The Difference-in-Difference (DiD) analysis is a powerful econometric tool with very practical uses.
The classical use of DID is to analyze the difference between two groups after some sort of treatment. Say, for example, that you want to compare scores of a college entrance exam, the SAT, for two groups of students, one group that participated in an SAT prep course (the treatment group) and one group that did not (the control group). Let’s further assume that all students took the SAT prior to the start of the course. And as a last assumption, enrollment in the prep course was not random. Students were required to express interest in the program.
In the above example, you could simply compare the final SAT scores of the treatment and control group to gauge the success of the enrichment program. For example, if the treatment group scored 1400 on average, but the control group scored 1200, the 200-point difference could be viewed as the effect of the program.

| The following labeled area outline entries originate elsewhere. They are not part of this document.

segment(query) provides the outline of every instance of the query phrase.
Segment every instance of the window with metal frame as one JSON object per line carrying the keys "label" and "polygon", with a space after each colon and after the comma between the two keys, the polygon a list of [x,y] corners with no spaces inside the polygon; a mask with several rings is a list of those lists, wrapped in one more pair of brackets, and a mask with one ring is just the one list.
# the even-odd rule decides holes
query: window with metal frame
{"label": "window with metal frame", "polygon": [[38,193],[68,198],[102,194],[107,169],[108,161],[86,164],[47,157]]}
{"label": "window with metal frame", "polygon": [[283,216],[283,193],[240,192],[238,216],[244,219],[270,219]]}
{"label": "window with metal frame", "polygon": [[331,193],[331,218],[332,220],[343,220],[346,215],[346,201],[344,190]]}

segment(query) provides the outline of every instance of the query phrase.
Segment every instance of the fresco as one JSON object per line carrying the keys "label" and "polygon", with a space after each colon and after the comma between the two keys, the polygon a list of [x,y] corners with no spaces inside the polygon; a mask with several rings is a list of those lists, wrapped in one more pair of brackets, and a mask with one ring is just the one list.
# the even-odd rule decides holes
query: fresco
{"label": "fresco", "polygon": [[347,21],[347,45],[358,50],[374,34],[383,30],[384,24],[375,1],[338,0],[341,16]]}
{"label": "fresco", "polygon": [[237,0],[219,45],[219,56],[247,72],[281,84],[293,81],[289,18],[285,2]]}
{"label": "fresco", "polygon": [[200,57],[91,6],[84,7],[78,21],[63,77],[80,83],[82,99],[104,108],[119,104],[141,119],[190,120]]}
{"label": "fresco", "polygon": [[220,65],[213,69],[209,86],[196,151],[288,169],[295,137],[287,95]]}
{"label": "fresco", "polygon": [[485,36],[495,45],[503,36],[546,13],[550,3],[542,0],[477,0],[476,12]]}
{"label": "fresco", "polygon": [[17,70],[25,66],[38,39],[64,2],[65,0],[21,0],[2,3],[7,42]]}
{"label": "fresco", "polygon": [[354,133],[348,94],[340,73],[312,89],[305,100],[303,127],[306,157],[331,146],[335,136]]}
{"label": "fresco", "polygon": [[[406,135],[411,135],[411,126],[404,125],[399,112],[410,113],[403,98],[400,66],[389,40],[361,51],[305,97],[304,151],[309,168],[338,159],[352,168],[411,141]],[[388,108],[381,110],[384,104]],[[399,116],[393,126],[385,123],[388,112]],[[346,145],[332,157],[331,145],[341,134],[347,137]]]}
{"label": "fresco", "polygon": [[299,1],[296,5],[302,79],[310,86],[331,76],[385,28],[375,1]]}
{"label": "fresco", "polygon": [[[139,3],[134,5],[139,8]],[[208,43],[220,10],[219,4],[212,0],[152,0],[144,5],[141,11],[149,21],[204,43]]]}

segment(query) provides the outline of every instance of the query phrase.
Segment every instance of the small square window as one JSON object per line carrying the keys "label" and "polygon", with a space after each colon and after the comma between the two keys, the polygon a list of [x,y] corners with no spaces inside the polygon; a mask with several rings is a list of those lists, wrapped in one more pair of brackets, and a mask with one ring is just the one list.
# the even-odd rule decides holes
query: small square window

The problem with that approach is that it does not take other important factors into consideration such as time (maybe students just get better at taking the test over time) and starting position (maybe the treatment group scored higher on the first round of testing than the control group, providing a “head start” ). DiD separates the difference in SAT scores, 200 points in our example, into its constituent parts – time, starting position and the effect of treatment – quantifying the effect of each component. Of the additional 200 points the treatment group scored over the control, perhaps 50 of the points were due to the fact that the treatment group are just better test-takers, as evidenced by the original SAT scores, and would have scored on average 50 points higher even in the absence of treatment. DiD allows to you isolate the pure treatment effect.
To set up the analysis, we created two dummy/categorical variables that take on a value of either 0 or 1:
- Time: The time variable denoting whether the observation is pre-treatment (first SAT score) or post-treatment (second SAT score)
- Participant: Whether a student completed the prep course (the treatment)
We then created a variable called time_participant, which is the interaction between these two variables (i.e. the time variable multiplied by the participant variable).
We generally perform econometric analysis in Stata, but it is our understanding that this can also be done in R. Note that t0 refers to the first test and t1 refers to the second.
Variables under consideration:
Score: The SAT score. The dependent variable in this example
Time: The change in SAT score attributable to time, with the assumption being that students performed better the second time that they took the test. The coefficient on this variable represents the increase in score from t0 to t1 for students that did not complete the prep course.
Participant: The change in SAT score attributable to differences between the two groups prior to treatment. This coefficient quantifies the difference between participants and non-participants at t0, i.e. prior to the start of the prep course.
Time_Participant: The difference-in-difference variable. This coefficient displays the difference between program participants and non-participants at t1 while controlling for differences at t0.
The resulting regression equation is:
SAT Score = 1107.59 + 71.126time + 43.168participant + 118.816time_participant
In simpler terms, the above model predicts that all students are expected to score at least 1108 on the first test. Taking the test a second time is expected to boost scores by 71 points. As stated above, participation is not random. There is a selection bias built into the model in that those students that decided to participate in the program already had on average higher scores on the original test than the the students that chose not to participate. The difference in scores between those that chose to participate and those that did not PRIOR to participating in the program (i.e. at t0) is 43 points. And lastly, taking the test a second time and participating in the enrichment program together increases scores by 119 points.
Taken all together, a student that did not participate in the prep course should expect an SAT score of 1179 (constant plus coefficient on the time variable) on the second exam. While a student that participated in the course can expect to achieve 1341 on their second attempt, a difference of 162 points.
In conclusion, the DiD model is most useful in zeroing in on the effect of the treatment while excluding the effect of other variables: time in this example, but potentially also gender, age, or other factors that could affect outcomes. Students participating in the course scored 162 points higher than students that did not, but the effect of the treatment on its own was only 119 points.
An example of how this could be useful is a simple cost benefit analysis. Given the time and expense associated with developing and administering this program, let’s assume that the school set a threshold of 150 points. At 150 points or higher, the program is worth the cost, but below that threshold, it is not. Looking at the pure results, an expected increase of 162 points would exceed the threshold, triggering an expansion of the program. However, through difference-in-difference, administrators see that the program itself is only responsible for 119 points of that gain, thus falling short of expectations.
Note: The sample dataset and the Stata Do-file can be found on Github.